Management evaluates the recoverability of the Company’s indefinite-lived intangible assets (tradenames) annually on October 31, or more often when events or circumstances indicate a potential impairment exists.

 

Management evaluates the recoverability of the Company’s finite-lived intangible assets and other long-lived assets when events or circumstances indicate a potential impairment exists. In determining if impairment exists, the Company estimates the undiscounted cash flows to be generated from the use and ultimate disposition of these assets or asset groups that contain those assets. If impairment is indicated based on a comparison of an asset group’s carrying values and the undiscounted cash flows, the impairment loss is measured as the amount by which the carrying amount of the asset group exceeds the fair value of the asset group.
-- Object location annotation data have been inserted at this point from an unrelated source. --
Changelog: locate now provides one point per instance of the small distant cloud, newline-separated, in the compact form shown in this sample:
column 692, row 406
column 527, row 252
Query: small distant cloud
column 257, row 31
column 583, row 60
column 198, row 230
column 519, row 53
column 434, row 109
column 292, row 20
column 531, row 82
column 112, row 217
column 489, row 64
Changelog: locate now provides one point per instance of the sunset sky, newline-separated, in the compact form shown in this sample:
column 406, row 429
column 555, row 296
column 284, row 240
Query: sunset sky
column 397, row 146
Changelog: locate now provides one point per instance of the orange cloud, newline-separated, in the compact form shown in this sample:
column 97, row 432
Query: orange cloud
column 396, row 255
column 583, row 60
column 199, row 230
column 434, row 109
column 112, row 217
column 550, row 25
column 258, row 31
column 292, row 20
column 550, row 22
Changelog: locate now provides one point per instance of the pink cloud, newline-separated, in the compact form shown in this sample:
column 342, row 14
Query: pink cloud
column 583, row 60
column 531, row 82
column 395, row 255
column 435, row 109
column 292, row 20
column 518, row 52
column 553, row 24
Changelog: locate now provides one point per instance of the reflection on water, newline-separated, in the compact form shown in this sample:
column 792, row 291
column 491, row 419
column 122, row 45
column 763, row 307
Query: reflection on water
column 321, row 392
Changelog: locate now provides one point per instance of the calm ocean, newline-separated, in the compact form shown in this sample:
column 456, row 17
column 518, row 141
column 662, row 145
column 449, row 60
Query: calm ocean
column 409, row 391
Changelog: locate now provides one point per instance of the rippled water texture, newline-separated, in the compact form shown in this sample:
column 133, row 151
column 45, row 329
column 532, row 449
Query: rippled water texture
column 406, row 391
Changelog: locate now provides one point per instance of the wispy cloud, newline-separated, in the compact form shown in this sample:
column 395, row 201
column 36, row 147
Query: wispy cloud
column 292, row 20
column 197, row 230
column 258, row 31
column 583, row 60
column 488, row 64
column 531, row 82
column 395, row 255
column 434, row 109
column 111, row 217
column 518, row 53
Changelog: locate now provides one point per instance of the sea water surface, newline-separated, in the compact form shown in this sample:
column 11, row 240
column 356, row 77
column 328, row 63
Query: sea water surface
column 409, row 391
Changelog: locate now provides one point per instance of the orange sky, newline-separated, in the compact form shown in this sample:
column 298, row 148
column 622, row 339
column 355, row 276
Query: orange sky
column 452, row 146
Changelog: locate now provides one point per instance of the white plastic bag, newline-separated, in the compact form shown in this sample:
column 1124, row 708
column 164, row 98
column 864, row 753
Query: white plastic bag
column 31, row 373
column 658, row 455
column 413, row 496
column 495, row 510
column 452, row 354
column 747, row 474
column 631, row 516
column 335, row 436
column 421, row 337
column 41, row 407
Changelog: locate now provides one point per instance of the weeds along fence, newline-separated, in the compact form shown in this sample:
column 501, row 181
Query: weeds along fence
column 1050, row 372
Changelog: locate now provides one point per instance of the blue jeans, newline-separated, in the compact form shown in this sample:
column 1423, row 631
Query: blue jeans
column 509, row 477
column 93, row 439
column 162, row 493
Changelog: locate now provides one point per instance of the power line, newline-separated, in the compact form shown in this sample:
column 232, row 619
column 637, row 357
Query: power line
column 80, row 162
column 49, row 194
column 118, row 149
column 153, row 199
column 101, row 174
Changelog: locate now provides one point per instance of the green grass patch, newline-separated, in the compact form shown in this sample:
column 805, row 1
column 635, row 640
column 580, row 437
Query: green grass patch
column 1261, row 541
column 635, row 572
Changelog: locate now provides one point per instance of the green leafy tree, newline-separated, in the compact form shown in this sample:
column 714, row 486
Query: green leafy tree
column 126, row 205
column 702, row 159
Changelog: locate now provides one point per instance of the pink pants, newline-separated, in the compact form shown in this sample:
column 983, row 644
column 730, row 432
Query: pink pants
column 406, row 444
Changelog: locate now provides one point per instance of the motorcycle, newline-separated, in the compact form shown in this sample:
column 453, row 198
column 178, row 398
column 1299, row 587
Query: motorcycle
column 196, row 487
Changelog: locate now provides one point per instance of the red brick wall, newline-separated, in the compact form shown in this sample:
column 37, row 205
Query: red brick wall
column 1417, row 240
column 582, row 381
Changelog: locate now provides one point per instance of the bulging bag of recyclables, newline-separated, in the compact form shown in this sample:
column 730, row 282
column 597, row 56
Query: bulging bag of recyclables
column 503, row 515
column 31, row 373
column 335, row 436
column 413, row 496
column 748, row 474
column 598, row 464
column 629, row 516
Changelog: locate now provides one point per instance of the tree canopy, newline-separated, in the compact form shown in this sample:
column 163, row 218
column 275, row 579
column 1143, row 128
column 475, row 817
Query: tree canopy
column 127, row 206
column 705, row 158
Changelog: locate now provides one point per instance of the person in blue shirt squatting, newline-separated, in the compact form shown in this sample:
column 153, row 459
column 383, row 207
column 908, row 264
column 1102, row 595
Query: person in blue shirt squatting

New Accounting Pronouncements, Policy [Policy Text Block]

Recently Issued Accounting Pronouncements

 

In November 2023, the Financial Accounting Standards Board issued Accounting Standards Update (ASU) 2023-07, Segment Reporting (Topic 280): Improvements to Reportable Segment Disclosures. The ASU expands public entities’ segment disclosures by requiring disclosure of significant segment expenses that are regularly provided to the chief operating decision maker and included within each reported measure of segment profit or loss, an amount and description of its composition for other segment items, and interim disclosures of a reportable segment’s profit or loss and assets. All disclosure requirements under ASU 2023-07 are also required for public entities with a single reportable segment. The ASU is effective for the Company’s Annual Report on Form 10-K for the fiscal year ended December 31, 2024, and subsequent interim periods, with early adoption permitted. The Company is currently evaluating the impact of adopting this ASU on its consolidated financial statements and disclosures and expects that it will result in additional disclosures.